ラトソールダンジョン5
ラトソールダンジョン内で昼飯を堪能した俺達は、次の階層である36階層へと足を踏み入れた。今日中に40層まで到達するつもりで、今がお昼。悪くないペースと言えよう。
「うん、今の所出てくる魔物は変わってないな」
「だね。でも、強いのが紛れ込んでるかも、だよ」
「気を付けないとだな」
ガガガガガガ……
「うん? なんか聞こえた?」
「? 私は聞こえなかった」
「私は聞こえたよ!! なんか地響きっぽいのが! まさか、おっきい魔物?」
加奈は聞こえなかったようだが、姉さんはそれが聞こえたらしい。巨大な魔物が居たら困るなあ。ここで足止めを喰らうと40層に間に合わなくなるし、かといって放置すれば、より表層にいる冒険者が襲われるかもしれない。
ともかく、まずは場所の把握だ。魔力感知の精度を落として、その分検索範囲を広げてみる。

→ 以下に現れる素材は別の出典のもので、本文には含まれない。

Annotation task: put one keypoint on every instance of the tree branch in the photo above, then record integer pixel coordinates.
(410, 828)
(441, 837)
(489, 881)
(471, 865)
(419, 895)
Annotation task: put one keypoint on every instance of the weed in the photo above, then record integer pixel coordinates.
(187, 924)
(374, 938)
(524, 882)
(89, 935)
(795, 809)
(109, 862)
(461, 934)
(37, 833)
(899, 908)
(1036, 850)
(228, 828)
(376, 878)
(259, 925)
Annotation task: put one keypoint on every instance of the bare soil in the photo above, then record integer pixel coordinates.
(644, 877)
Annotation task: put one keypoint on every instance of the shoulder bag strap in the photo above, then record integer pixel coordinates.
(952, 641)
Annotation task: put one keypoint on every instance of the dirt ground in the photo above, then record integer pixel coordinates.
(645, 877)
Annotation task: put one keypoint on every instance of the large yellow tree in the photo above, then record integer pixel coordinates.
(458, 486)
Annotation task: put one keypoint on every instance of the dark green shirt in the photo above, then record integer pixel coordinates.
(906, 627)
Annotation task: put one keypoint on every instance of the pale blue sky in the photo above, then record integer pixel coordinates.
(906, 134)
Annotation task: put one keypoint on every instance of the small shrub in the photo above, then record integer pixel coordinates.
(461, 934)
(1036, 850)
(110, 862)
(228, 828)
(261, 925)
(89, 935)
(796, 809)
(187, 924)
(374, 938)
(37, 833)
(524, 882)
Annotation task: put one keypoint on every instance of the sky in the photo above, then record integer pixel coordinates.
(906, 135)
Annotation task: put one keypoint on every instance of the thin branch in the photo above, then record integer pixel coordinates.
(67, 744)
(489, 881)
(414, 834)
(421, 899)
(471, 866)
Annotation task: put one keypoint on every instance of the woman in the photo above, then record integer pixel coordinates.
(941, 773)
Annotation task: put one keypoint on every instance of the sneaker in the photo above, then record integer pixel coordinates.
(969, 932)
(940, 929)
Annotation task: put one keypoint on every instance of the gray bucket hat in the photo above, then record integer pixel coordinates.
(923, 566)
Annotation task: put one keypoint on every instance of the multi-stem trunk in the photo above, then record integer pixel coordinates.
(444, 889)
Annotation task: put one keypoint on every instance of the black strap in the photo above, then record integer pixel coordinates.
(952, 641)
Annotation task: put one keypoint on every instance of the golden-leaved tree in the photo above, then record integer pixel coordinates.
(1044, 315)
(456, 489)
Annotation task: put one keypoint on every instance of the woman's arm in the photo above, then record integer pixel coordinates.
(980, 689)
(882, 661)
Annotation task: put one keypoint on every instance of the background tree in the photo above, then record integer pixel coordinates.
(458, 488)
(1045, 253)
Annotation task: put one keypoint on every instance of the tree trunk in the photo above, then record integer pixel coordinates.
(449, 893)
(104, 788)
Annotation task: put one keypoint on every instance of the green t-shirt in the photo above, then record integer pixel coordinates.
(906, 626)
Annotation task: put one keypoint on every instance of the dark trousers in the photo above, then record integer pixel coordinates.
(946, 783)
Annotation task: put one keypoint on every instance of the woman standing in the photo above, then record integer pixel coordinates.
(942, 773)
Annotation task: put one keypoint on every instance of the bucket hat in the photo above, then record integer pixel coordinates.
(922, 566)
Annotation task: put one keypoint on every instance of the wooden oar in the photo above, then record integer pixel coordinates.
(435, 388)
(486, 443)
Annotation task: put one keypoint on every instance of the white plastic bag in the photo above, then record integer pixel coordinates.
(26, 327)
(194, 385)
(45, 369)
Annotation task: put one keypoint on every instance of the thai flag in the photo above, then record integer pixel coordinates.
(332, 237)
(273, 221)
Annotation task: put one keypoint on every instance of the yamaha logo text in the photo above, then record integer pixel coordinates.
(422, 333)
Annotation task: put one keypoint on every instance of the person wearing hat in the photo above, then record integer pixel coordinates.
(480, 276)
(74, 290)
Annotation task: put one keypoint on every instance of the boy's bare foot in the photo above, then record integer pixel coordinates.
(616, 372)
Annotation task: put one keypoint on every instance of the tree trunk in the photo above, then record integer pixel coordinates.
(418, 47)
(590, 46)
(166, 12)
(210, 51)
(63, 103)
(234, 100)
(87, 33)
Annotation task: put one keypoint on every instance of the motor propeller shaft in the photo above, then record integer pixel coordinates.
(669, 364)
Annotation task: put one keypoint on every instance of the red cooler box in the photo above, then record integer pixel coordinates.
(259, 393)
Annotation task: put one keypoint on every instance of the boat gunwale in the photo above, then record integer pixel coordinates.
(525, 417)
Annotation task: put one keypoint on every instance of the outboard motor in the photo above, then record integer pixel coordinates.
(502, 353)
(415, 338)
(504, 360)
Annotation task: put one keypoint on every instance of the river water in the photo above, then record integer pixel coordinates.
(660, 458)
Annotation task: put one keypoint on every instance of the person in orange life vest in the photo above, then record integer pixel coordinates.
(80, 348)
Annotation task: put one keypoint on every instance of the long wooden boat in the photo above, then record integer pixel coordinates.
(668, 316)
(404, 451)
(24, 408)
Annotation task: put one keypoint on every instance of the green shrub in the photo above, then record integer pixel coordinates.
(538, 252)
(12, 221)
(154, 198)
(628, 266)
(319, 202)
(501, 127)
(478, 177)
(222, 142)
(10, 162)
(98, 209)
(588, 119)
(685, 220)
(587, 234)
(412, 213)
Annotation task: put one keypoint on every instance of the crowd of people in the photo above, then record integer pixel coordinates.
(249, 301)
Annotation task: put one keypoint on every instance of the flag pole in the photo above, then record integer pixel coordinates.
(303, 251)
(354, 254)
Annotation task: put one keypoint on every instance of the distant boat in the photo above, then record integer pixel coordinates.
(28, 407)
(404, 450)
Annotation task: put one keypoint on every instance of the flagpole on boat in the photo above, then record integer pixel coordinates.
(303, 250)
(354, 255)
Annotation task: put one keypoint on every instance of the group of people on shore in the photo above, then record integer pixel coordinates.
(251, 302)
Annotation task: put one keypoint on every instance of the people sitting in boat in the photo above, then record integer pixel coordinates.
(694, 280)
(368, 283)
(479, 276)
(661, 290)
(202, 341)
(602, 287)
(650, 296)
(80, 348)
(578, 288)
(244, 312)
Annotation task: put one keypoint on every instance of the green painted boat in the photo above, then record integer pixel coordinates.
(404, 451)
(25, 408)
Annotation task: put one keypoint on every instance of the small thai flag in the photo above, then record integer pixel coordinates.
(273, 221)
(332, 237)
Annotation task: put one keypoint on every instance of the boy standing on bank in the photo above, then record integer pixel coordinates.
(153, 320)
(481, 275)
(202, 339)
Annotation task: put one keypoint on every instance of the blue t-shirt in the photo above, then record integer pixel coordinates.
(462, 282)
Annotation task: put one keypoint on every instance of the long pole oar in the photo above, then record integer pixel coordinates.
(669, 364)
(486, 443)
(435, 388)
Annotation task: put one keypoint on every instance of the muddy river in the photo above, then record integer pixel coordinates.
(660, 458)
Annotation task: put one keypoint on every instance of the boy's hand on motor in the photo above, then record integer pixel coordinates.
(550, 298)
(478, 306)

「……特に大きな気配はないなあ。けど、隠密系の能力かもしれないし、油断はできないけど」
「なんだったんだろうね」
「何もないといいけど……」
ガガガガガ!!!
「「「?!」」」
また鳴った! さっきよりも大きな音で!
「凄い音! 二人がさっき聞いたのもこれ?」
今度は加奈にも聞こえたらしい。姉さんと俺は頷き、「さっきよりも音が大きくなってる」と加奈に伝えた。
「むー。怖いね。正体が分かればいいのに……」
「分からない物ほど怖い物はないよな。『幽霊の正体見たり枯れ尾花』って昔から言われるくらいだし」
「それって、『幽霊と思って怖がったけど、よく見たら枯れたススキだった』って意味よね? 昔の人もやっぱり同じような感性を持っていたのねー」
「だな。でも、この世界の迷宮だとゴースト系の魔物っているし、今後地球でも本物の幽霊が現れるかもだな」
「それは怖いわね~」
「でも、向こうでもスキルが使えるようになったから。逆に怖くないかもだよ」
「「確かに」」
時折「幽霊は殴れないから怖い」なんて表現を目にしたりする。これってつまり、一方的に攻撃されるのが怖いって事であって、俺達側に幽霊に対抗する手段があれば幽霊も怖くなくなるんじゃないか、と加奈は言いたいようだ。うん、確かに。納得である。
ガガガガ!
ガガガガ!
ガガガガ!
ガガガガ!
ガガガガ!
ガガガガ!
「うわ!」
「きゃあ!」
「!!」
また音が鳴った! しかも今度は地面が大きく揺れ、危うく転びそうになった。右から加奈が、左から姉さんが俺の腕をギュッと掴んだ。加奈は普段は大人しくてクールな感じだし、姉さんは元気溌剌なお姉さんという感じだが、こういう風な反応を見ると、改めて二人とも凄く可愛いななんて思ってしまう。そして同時に、頼りになる兄(弟)になりたいと思うのだ。
それはともかく。
「地震か!」
「この世界では初めてじゃない?」
「震度5弱、いや5強くらいあったね」
「そもそも、ダンジョン内に地震なんて起こるのか? プレートなんて無いだろうし」
「でも、火山がある位だし……」
「それもそうか……え?」
「「?!」」
なんか、火山の頂上から噴き出る煙の量、増えてないか? あと、なんかゴボゴボって赤い物が噴き出てるように見えるのだが?!
「これは……」
「ひょっとしなくても……」
「火山噴火?」
ドッガーン!!
「「「ぎゃあああ!」」」
そりゃあ、火山ステージだもの。こういう事も起こるよな。
「ど、どうする? 前の階層に戻る?!」
「いや、ここまで来たなら、37層に逃げ込んだ方が良いと思う!」
「私もアユ君に賛成。ここから戻るなら、マグマの川の傍を通る事になるけど、それは危ないと思う」
「そう……ね。分かったわ! 急ぎましょ! アユは索敵に集中しながら、先導して!」
「了解、いくぞ!」
◆
「『フリーズバレット』、『フリーズバレット』! よし、行くぞ!」
「待って、火山弾が来てる! 『魔剣術・水』、斬れ!」
地面に着弾する前に、姉さんの斬撃が宙を飛んで火山弾を氷結させる。その衝撃に加えて急激な温度変化が起きた事で、火山弾は粉々になる。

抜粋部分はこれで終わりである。